A few years ago my sister was working with this guy who (by her accounts) was always shooting his mouth off about his friends in Hollywood. My sister and her co-workers, as the story was told to me, found him annoying and assumed he was making it all up but had no real way to prove it one way or the other. Until my sister called him out on it by saying, “My brother wrote a screenplay, why don’t you give it to one of your connections?” A few weeks past and my sister and her colleges assumed their vindication (I never worked in an office so really don’t fully grasp how these things work, but it all seems pretty petty to me).
However, into my sister’s schadenfreude bliss one morning plopped screenplay coverage on Paramount Pictures letterhead. Now, this was either some elaborate effort by the co-worker to salvage his reputation as a self-styled man-about-Hollywood or he had actually passed it up the ladder through various connections to a reader at a major studio. My sister holds it was the former. I’m pretty sure it is the latter (or, “the ladder” depending on how closely you read that last sentence).
The coverage was pretty flattering (though whenever anyone says something nice about something you’ve written it is flattering). It was “good” without being “great”. While I was reading it, I was mentally quitting my job and leaving my wife for the bright lights of super-fame that is promised to any screenwriter. There were criticisms, and they were valid (especially with the perspective of time for me) and there were some nuanced points that the reader missed (s/he kept referring to my “boy name Sioux” as a “kid named Sioux” illustrating a profound lack of understanding of Johnny Cash and word-play) but over-all it was all very affirmative.
Right up until the last line…
“Because the dialogue in this screenplay is so clever, and because we like Pub quite a bit (unlike many movie criminals) this has a chance at independent production. But it doesn’t look like a big movie. NOT RECOMMENDED”

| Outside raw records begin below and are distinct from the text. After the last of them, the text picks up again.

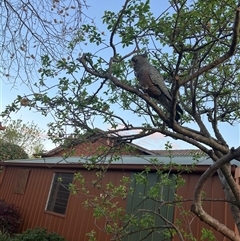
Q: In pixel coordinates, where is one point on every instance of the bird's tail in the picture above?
(179, 112)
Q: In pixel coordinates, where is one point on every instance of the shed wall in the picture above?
(78, 221)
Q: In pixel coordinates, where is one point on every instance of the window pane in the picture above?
(59, 193)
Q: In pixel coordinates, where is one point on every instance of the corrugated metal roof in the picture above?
(131, 160)
(184, 152)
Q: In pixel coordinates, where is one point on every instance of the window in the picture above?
(21, 181)
(59, 192)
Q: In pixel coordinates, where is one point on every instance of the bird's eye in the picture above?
(134, 60)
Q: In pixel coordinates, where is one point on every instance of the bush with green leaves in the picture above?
(9, 218)
(5, 236)
(10, 151)
(37, 234)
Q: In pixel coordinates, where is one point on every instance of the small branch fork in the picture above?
(197, 208)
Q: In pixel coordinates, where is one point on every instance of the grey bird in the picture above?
(152, 83)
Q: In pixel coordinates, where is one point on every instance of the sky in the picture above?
(9, 92)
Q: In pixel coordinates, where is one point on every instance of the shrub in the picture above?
(9, 218)
(37, 234)
(4, 236)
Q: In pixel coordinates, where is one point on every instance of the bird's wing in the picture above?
(157, 79)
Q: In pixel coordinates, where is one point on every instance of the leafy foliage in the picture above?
(37, 234)
(9, 218)
(194, 44)
(26, 135)
(9, 151)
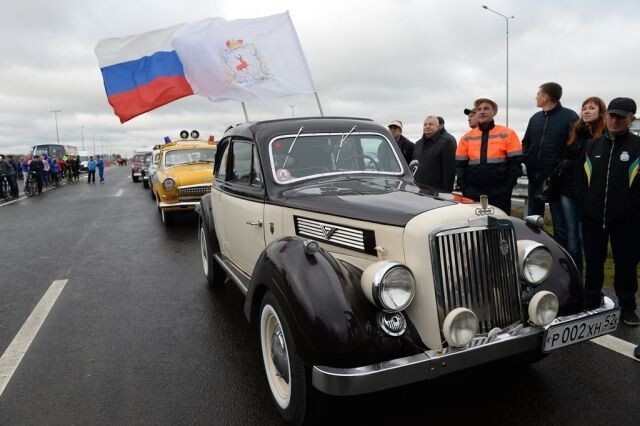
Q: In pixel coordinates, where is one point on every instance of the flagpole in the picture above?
(319, 106)
(244, 108)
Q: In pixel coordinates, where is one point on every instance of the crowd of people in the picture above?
(45, 170)
(593, 155)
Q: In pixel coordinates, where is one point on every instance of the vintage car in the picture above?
(184, 173)
(358, 280)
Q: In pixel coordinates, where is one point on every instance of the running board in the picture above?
(239, 278)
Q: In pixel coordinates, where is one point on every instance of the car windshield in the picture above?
(184, 156)
(321, 154)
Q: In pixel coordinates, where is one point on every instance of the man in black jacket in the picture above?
(542, 146)
(437, 156)
(405, 145)
(610, 194)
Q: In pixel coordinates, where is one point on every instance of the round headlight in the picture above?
(543, 308)
(389, 285)
(535, 261)
(460, 327)
(169, 184)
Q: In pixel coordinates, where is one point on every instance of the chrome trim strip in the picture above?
(163, 205)
(239, 278)
(432, 364)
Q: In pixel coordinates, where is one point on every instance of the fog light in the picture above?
(543, 308)
(460, 327)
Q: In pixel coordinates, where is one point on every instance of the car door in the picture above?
(240, 204)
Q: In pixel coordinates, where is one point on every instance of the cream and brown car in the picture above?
(184, 174)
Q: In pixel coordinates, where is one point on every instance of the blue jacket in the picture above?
(545, 140)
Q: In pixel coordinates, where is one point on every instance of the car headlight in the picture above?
(460, 327)
(536, 261)
(388, 285)
(543, 308)
(168, 184)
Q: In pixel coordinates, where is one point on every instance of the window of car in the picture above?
(308, 156)
(246, 165)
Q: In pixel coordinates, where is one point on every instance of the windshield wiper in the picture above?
(291, 147)
(342, 141)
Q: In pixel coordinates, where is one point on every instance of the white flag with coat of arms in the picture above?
(243, 59)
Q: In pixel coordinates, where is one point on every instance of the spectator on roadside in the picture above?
(437, 156)
(590, 125)
(100, 166)
(543, 144)
(406, 146)
(488, 158)
(610, 194)
(37, 167)
(471, 117)
(91, 170)
(446, 134)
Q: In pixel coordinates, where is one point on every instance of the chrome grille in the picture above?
(477, 268)
(194, 191)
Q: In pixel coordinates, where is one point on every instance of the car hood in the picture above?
(380, 200)
(191, 174)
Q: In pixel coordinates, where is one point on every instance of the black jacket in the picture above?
(406, 147)
(437, 156)
(544, 141)
(610, 187)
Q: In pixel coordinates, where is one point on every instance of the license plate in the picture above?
(579, 330)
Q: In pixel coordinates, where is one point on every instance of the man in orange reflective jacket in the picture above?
(488, 158)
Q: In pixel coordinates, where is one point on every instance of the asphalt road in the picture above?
(137, 337)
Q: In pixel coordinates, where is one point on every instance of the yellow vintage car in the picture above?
(183, 175)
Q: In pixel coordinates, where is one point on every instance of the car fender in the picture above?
(565, 280)
(332, 322)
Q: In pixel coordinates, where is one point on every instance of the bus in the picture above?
(54, 150)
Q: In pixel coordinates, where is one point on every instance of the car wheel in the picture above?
(289, 384)
(212, 270)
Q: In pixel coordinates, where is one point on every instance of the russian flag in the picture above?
(141, 72)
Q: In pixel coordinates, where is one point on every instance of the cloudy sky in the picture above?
(385, 60)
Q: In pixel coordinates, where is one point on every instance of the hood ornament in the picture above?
(484, 206)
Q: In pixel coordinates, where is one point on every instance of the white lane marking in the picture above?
(618, 345)
(13, 355)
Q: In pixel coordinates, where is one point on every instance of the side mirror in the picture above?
(414, 166)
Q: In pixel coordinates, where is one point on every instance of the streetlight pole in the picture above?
(506, 20)
(55, 114)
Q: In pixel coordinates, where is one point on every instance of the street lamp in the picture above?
(55, 114)
(506, 20)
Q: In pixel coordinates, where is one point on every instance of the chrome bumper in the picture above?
(432, 364)
(179, 205)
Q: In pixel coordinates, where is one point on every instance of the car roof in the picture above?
(264, 131)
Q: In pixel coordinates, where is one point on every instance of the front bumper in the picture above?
(181, 205)
(434, 363)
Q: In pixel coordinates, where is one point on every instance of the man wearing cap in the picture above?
(543, 143)
(488, 158)
(471, 117)
(437, 156)
(610, 195)
(406, 146)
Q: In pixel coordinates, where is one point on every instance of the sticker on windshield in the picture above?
(283, 175)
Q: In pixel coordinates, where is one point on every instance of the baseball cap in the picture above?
(481, 100)
(396, 123)
(622, 106)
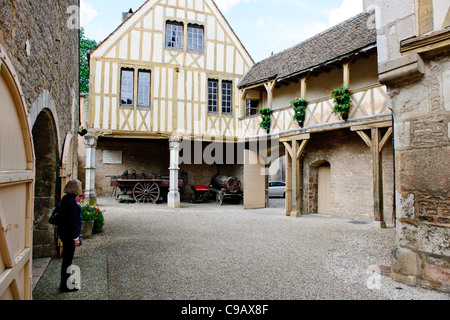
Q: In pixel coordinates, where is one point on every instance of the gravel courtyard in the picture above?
(205, 251)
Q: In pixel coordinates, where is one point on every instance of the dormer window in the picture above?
(195, 37)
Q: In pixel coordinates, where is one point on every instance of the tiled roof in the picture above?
(351, 36)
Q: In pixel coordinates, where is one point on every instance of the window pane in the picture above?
(127, 87)
(226, 97)
(144, 88)
(212, 95)
(195, 38)
(174, 35)
(252, 107)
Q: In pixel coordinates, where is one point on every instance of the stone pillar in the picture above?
(91, 148)
(173, 199)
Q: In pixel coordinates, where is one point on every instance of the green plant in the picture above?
(90, 213)
(342, 101)
(299, 106)
(265, 116)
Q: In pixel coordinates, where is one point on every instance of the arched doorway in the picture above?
(47, 183)
(16, 187)
(323, 187)
(320, 187)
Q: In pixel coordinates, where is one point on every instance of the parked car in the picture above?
(277, 189)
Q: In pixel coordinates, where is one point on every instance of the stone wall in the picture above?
(418, 83)
(42, 48)
(422, 156)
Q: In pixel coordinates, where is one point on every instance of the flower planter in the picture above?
(265, 119)
(300, 119)
(86, 229)
(342, 99)
(299, 106)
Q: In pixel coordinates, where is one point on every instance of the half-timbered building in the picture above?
(333, 166)
(171, 69)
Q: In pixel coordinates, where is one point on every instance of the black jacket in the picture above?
(70, 225)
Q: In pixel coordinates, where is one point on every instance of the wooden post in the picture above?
(346, 67)
(288, 205)
(243, 101)
(377, 178)
(303, 88)
(270, 87)
(376, 145)
(294, 175)
(295, 180)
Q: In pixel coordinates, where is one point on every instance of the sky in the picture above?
(263, 26)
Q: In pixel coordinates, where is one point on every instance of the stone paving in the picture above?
(208, 252)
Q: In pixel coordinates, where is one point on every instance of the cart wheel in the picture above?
(219, 198)
(146, 192)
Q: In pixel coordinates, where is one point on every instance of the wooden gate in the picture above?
(324, 177)
(254, 181)
(16, 187)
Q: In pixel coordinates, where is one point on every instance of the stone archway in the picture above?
(319, 187)
(47, 184)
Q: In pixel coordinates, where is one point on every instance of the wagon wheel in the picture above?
(219, 198)
(146, 192)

So basically what that meant to me was that I’d written a single that could maybe be stretched into a double but would never, ever be a home-run. That’s fine with me, there are very few “home-run” movies that I enjoy and I’d pretty much just written what I thought would be a movie I’d enjoy. Paramount Pictures and I were at cross-purposes and stayed that way. Until now.
Yesterday, imdb.com hit listed this story from indiewire.com about the fact that Paramount is now seeking micro-budgeted scripts (only in Hollywood and Washington would $100,000 be considered “micro-budget” but I digress). I don’t know how it’s going to work. Are they going to solicit agencies? Take blind queries? Or are they going to go back through the old files and re-read all the good scripts that weren’t “big” enough?
Either way, I’m going to quit my job and leave my wife, just to be ready.